Its like thinking that 100 highly amplified violins will produce the same music (have the same effect) as a 100-piece symphony consisting of a dozen different instruments.  Using the example above, people who focus only on one plant compound like forsythiaside because it appears 'strongest' in some laboratory test forget that their test is limited by what they think they know.  They think forsythin is less important because it performed worse on their test. 

But forsythias produce 'weaker' chemicals like forsythin for some purpose, probably unknown to these researchers and to myself.  Not knowing the reason, we can't assume that the 'stronger' compound is the better one in a natural context.

I would wildly guess that in nature, some microbes will survive a huge dose of the 'strong' compound but die on contact with a small dose of the 'weak' compound.

The benefit of whole herbs lies in their provision of multiple antimicrobial compounds, each acting slightly differently from the others, resulting in a whole that exerts a greater effect than any single part--just like a symphony exerts a greater effect than 100 amplified violins.   The multiple angles of defense against microbes provided by a whole herbal extract increases the chance that it will weaken all microbes it contacts, and reduces the opportunity for the microbial colony to develop resistance to any one of the herbal compounds.  

Plants evolved their approach to controlling microbes over millenia.  Do we really think we can by dicking around with our limited intelligence improve on an approach that evolved by a process that we don't and will never understand completely?  

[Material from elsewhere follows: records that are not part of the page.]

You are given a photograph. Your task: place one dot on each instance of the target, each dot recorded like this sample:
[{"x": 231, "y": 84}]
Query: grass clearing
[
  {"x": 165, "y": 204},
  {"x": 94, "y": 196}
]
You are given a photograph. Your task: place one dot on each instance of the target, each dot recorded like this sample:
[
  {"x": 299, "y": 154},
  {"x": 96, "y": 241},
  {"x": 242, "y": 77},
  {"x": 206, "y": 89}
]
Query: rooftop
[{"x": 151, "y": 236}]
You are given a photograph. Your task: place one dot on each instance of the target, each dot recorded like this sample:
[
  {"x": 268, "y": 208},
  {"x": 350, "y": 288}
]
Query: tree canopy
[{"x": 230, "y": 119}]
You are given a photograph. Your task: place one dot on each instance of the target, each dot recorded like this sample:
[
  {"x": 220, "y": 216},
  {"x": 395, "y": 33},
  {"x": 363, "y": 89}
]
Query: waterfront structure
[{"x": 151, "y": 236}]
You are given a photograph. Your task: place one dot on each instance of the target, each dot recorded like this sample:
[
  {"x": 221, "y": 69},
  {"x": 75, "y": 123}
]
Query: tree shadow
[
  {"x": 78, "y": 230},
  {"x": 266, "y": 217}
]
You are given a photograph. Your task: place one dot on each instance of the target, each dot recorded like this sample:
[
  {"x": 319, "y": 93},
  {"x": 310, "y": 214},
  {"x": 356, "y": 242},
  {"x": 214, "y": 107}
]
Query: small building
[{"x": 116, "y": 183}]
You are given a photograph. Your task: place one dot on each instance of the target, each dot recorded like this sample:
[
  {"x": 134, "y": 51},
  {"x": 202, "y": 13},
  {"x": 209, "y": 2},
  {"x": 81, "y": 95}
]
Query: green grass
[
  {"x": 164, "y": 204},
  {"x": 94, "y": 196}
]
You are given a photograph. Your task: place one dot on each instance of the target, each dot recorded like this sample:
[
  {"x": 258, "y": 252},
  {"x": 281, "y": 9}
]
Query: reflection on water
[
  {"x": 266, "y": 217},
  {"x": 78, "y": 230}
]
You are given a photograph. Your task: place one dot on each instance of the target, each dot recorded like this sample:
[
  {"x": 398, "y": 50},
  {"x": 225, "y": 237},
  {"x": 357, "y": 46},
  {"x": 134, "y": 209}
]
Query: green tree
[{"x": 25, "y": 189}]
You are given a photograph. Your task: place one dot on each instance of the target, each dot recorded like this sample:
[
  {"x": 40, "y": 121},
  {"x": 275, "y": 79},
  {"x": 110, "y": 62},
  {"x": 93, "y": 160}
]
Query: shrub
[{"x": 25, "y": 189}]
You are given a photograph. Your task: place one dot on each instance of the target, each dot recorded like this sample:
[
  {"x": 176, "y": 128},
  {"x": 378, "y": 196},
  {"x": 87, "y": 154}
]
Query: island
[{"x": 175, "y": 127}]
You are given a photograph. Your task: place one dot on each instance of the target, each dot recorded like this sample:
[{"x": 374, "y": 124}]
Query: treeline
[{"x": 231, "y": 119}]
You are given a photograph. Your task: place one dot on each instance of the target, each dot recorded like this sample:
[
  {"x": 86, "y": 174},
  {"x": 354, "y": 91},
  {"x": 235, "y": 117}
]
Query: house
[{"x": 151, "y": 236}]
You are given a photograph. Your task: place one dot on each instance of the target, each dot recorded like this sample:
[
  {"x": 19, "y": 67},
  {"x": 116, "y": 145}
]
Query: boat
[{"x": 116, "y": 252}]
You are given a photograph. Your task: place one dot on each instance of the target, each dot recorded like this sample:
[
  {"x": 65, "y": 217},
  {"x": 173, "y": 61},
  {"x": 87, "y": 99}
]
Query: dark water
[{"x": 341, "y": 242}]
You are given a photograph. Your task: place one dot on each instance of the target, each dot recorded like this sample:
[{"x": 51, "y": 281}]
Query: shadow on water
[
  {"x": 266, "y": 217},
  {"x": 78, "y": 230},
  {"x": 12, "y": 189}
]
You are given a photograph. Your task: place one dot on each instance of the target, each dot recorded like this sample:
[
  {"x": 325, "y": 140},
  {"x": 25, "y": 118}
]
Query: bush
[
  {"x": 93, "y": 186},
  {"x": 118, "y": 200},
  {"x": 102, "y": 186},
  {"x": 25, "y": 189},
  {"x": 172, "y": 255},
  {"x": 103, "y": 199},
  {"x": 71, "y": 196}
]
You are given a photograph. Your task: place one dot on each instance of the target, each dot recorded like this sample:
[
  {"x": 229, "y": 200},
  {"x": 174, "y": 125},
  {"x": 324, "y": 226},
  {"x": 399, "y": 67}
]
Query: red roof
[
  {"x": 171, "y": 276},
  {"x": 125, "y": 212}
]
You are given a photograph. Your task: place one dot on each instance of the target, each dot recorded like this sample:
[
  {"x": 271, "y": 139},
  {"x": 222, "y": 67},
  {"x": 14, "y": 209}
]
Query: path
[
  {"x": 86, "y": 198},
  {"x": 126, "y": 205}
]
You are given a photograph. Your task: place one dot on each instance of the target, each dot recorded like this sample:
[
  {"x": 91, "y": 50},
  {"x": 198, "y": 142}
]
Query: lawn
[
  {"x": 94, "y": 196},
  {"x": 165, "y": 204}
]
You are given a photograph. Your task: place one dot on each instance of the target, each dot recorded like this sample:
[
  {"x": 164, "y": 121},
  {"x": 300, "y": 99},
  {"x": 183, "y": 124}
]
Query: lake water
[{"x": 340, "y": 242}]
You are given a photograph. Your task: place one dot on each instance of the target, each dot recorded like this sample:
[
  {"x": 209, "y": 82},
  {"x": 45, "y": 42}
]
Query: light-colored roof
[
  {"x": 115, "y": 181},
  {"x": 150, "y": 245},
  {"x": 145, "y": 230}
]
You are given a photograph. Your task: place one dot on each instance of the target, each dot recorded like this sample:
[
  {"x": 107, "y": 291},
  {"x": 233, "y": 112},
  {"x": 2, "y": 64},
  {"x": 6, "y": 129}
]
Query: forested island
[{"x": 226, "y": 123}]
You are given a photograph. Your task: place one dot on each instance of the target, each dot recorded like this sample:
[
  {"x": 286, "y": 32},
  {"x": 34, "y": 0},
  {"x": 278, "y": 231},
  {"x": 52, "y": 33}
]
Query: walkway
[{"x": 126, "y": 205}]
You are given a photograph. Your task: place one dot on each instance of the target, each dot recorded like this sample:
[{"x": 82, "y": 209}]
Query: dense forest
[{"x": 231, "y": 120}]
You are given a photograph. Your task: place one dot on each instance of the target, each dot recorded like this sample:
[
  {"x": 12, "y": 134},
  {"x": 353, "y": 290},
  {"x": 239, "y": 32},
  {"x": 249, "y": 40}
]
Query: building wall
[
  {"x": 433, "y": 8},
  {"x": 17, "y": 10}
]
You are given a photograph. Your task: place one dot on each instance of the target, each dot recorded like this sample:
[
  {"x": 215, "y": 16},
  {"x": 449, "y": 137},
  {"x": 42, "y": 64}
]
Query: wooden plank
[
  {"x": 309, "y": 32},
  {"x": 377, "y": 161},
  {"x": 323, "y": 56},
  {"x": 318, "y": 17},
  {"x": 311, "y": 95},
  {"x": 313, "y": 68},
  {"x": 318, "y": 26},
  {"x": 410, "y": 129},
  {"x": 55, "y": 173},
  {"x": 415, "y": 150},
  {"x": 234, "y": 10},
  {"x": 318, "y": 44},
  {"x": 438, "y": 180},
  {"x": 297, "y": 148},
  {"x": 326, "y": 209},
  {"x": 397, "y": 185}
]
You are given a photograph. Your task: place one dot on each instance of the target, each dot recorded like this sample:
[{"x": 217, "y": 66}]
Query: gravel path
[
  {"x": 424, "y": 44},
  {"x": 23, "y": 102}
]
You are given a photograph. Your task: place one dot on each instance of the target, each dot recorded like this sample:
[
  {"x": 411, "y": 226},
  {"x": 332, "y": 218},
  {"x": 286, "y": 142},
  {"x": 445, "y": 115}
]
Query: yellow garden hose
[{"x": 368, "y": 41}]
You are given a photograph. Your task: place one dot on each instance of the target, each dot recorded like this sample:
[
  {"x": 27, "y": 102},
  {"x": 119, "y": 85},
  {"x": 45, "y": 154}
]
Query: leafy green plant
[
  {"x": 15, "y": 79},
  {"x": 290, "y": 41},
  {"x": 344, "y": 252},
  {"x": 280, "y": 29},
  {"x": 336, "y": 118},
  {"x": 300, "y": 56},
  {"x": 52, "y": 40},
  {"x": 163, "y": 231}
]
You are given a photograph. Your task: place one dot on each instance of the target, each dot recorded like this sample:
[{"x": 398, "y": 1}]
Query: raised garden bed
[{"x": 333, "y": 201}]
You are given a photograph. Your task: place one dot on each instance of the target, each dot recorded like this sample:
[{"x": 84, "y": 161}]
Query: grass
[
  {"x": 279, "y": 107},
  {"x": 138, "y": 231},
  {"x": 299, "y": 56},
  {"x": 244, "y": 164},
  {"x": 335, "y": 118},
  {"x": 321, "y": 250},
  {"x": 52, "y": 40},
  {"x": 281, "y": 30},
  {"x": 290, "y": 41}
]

According to my copy of Chinese Medical Herbology and Pharmacology by John Chen PhD, PharmD, OMD, L.Ac., the essential oil of forsythia fruit (Chinese: Lian Qiao):

" ...has demonstrated a broad specturm of inhibitory effects against Staphylococcus aureus, Diplococcus pneumoniae, Bacillus dysenteria, alpha-hemolytic streptococcus, beta-hemolytic streptococcus, Neisseria catarrhalis, Salmonella typhi, E. coli, Mycobacterium tuberculosis, Bacillus proteus, Boretella pertussis, Corynebacterium diphtheriae, leptospira, and some dermatophytes and influenza viruses." (p. 175)
This provides only one example of literally dozens of antimicrobial herbs in the herbal pharmacopiae. 

With this knowledge, I just say no to pharmaceutical antibiotics.